Adam arranged an appointment very timely, he explained his role and qualifications as an IFA giving me reassurance , we went through my retirement and investment goals. Adam discussed my options explaining in great detail, I felt relaxed during our discussions allowing me to fully understand my choices. I feel very confident in the financial advice allowing me to enjoy my retirement.

I was very happy with Adam’s recommendations and explanations of financial products which would suit my retirement goals, I feel this has helped me review and reduce my financial risk as I reach retirement, leaving me feeling confident that I can enjoy my retirement plans.

Ron – West Sussex

After initial meeting Adam put together a very detailed and thorough written plan. At our second meeting he went through the whole booklet and explained everything in layman’s terms which made it a lot easier to understand.

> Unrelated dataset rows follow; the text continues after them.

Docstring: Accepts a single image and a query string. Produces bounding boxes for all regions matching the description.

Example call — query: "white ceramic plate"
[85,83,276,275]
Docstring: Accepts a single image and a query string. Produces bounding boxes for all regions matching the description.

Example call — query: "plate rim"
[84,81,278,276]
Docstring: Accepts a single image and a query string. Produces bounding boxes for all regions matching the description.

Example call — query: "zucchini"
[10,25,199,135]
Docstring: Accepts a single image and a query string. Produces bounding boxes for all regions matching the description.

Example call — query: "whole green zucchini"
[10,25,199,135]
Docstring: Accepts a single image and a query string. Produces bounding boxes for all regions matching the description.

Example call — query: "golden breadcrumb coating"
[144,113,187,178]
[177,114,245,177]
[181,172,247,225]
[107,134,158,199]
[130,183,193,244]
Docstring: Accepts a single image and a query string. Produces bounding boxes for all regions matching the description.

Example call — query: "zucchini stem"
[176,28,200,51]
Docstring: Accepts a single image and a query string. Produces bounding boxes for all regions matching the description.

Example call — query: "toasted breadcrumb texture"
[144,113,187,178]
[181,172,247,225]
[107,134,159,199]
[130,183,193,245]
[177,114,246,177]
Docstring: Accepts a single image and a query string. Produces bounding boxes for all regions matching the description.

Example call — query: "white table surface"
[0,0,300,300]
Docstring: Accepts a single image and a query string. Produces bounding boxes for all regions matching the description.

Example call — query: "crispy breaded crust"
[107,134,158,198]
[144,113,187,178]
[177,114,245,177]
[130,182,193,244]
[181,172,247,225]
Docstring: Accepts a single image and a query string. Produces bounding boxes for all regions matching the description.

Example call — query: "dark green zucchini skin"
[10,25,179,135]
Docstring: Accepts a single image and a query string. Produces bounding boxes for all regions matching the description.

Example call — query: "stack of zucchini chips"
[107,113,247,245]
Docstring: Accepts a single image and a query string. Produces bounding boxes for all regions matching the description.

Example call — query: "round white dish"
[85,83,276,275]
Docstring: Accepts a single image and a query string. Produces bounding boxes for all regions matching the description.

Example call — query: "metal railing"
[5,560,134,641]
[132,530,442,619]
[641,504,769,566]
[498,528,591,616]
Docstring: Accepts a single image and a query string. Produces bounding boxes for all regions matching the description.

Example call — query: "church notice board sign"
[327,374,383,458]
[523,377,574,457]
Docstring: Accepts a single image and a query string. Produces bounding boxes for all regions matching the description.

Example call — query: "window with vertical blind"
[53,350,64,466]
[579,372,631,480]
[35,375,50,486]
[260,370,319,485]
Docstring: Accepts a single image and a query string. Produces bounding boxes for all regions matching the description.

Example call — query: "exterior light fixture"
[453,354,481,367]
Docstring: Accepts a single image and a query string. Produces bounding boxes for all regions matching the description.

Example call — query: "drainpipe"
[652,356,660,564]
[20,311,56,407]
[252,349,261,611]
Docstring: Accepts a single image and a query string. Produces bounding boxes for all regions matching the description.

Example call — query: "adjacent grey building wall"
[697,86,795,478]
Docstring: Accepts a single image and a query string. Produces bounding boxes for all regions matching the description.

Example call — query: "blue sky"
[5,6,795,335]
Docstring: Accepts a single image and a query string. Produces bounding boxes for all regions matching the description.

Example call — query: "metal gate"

I am very happy with everything that was suggested and put in place especially with something as big and important as pensions. Adam and his team have taken a huge weight off my shoulders and I would highly recommend their services to anyone needing help with their financial planning and pension.  Adam couldn’t have been more helpful, and even came outside his normal area to meet me on a number of occasions.

Richard - Kent

Unfortunately I had to claim on my critical illness insurance due to my wife being ill and because of the sound advice Adam gave in acquiring this insurance we ended up being financially safe through a tough time.

Steve - Kent

Adam did a review of our financial situation, confirmed that Flexible Drawdown best suited our needs as a family, and then did all the research into the best product for us. He will continue to monitor it for me. He acted extremely promptly because we had a deadline for requiring the lump sum; went out of his way arranging meetings during non-office hours, was professional yet friendly and explained a difficult subject very well.

Clare – East Sussex

Adam did a thorough review of my pension policies, clearly explained how well they had performed, how flexible they were, how the market regulation has changed, and, crucially, what the tax implications would be if I were to leave them untouched. He accurately assessed my attitude to risk and recommended an up-to-date solution that will offer me the greatest flexibility at retirement.